News | October 28, 2020

The Book Club of CA Announces 2020 Oscar Lewis Awards

San Francisco — The Book Club of California congratulates the recipients of the 2020 Oscar Lewis Awards: John Briscoe for his contributions to Western History, and Mary Austin & Kathleen Burch for their contributions to the Book Arts.

2020 Oscar Lewis Award for Western History—John Briscoe, author of Crush: The Triumph of California Wine

John Briscoe is a poet, author, restaurateur, San Francisco lawyer, and board member of the Historical Society of the United States District Court in San Francisco. His historical publications include two books, Tadich Grill: The Story of San Francisco’s Oldest Restaurant and Crush: The Triumph of California Wine. He has also written and published scholarly essays on historical California figures such as Garret W. McEnerney, Stefan A. Riesenfeld, and Louis F. Claiborne, and he contributed to the definitive history of the San Francisco District Court, the oldest federal court in the West.

Crush is the vividly told story of how California wine gained global recognition. Briscoe recounts wine’s usual relationship with California from the very first vintage through multiple calamities to its startling triumph at a blind tasting in Paris in 1976. Through this innovative perspective, Briscoe profiles the larger story of California. Briscoe has, through verve and a distinctive flair for writing, made California’s past accessible to a broad audience.
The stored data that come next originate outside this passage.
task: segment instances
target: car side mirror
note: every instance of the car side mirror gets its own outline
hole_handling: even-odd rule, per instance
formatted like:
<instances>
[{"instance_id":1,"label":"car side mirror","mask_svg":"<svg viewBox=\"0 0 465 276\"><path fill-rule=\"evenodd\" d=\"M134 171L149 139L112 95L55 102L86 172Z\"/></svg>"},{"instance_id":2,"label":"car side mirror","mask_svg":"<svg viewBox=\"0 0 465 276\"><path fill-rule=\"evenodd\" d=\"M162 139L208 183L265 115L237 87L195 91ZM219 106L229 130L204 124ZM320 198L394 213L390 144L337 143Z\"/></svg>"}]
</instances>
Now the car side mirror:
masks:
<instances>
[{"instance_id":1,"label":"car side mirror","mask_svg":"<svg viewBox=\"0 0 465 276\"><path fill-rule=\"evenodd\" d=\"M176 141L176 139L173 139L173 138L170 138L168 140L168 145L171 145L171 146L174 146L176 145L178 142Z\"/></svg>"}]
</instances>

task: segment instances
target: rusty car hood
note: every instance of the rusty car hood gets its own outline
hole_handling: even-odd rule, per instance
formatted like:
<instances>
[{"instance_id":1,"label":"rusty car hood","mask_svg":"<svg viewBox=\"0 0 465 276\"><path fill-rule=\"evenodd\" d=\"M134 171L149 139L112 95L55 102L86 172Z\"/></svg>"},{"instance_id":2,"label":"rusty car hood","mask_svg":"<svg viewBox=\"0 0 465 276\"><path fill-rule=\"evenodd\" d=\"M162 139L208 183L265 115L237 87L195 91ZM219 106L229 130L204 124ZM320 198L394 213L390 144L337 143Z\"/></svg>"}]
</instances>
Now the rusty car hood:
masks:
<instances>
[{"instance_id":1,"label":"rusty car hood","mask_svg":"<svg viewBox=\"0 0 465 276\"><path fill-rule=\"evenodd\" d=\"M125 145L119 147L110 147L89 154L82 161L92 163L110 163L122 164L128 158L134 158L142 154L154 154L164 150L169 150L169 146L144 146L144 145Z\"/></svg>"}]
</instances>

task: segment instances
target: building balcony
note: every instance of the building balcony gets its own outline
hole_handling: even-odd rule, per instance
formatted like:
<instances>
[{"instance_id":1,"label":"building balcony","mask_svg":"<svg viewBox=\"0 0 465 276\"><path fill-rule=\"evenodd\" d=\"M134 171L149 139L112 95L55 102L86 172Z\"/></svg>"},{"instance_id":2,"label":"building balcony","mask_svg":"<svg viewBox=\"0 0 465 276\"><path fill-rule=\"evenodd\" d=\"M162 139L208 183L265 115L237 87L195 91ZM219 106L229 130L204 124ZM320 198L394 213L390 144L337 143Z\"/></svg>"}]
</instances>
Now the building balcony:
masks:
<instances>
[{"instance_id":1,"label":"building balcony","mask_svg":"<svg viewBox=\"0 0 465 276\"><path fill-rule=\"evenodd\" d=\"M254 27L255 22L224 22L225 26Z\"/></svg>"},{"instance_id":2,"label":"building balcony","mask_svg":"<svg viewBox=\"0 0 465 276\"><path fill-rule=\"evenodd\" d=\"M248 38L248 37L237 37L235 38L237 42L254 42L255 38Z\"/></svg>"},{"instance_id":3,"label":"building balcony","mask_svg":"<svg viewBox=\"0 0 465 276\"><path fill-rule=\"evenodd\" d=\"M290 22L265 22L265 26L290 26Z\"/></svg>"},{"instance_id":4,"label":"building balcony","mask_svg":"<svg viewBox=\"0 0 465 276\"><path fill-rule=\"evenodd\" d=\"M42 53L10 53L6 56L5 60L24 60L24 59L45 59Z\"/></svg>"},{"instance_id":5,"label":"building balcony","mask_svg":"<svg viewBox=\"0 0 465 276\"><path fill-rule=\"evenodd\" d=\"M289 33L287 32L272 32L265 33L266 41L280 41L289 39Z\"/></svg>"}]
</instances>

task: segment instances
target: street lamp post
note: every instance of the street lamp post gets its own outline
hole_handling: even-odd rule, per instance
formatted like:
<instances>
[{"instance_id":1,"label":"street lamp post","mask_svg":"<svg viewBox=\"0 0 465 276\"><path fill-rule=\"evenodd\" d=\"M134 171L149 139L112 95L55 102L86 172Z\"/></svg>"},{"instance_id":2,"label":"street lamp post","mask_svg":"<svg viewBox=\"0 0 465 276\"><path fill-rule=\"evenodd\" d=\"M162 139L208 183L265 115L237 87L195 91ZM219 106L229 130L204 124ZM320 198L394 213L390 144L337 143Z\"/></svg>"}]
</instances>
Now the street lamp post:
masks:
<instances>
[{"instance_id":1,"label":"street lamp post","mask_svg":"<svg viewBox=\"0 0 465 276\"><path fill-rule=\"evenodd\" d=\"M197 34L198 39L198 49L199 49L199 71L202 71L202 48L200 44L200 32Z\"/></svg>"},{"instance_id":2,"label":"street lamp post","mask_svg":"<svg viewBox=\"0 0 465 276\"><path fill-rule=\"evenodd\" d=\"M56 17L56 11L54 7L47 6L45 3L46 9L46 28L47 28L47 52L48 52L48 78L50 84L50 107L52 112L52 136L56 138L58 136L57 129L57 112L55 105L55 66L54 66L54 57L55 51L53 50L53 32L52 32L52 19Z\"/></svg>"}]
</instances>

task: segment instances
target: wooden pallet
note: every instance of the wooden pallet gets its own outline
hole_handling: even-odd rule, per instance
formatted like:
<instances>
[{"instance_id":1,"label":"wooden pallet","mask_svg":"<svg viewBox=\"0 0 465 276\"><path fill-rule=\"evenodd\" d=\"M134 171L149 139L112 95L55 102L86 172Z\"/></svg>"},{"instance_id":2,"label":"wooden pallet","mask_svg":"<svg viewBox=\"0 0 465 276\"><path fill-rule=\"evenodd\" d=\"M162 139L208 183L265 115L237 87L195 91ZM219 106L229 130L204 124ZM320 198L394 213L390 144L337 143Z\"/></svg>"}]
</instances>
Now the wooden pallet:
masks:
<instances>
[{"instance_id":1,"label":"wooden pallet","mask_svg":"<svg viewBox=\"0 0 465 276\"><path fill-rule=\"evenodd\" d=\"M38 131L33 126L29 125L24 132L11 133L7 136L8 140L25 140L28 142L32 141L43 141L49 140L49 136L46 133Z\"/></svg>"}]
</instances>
Crush has won numerous awards and is destined to become a classic not only of wine literature but also of California’s history, people, and culture.                                                                                                                            

2020 Oscar Lewis Award for the Book Arts—Mary Austin & Kathleen Burch, co-founders of the San Francisco Center for the Book

In 1996, Mary Austin and Kathleen Burch co-founded the San Francisco Center for the Book. Its letterpress and bookbinding studios, workshops, exhibitions, and events serve thousands of students and book workers each year. Austin, an Ohio native, graduated from Wellesley College in 1982 and helped start The Museum of Printing History in Houston, TX and the San Francisco museum Explore Print!, which she also directed. Austin has been an advocate of fine printing and the book arts for over 35 years. She is an artist, book collector, philanthropist, and proprietor of the Underground Press. Burch, a native of Vallejo, CA, graduated from Mills College in 1973 and founded Burch Typografica, a San Francisco type and design studio, in 1979. A past president of the BCC, she serves on the board of the Internet Archive and was a Xerox PARC artist-in-residence. She is active in the keepsake culture of California and designed the BCC’s Centennial programs of 2012 and the M.F.K. Fisher keepsake of 2008, both major Book Club keepsakes.

These two women have built a community of book arts training and appreciation that is truly unequalled. Countless people in the Bay Area and beyond are endlessly grateful to them for what they have so generously created.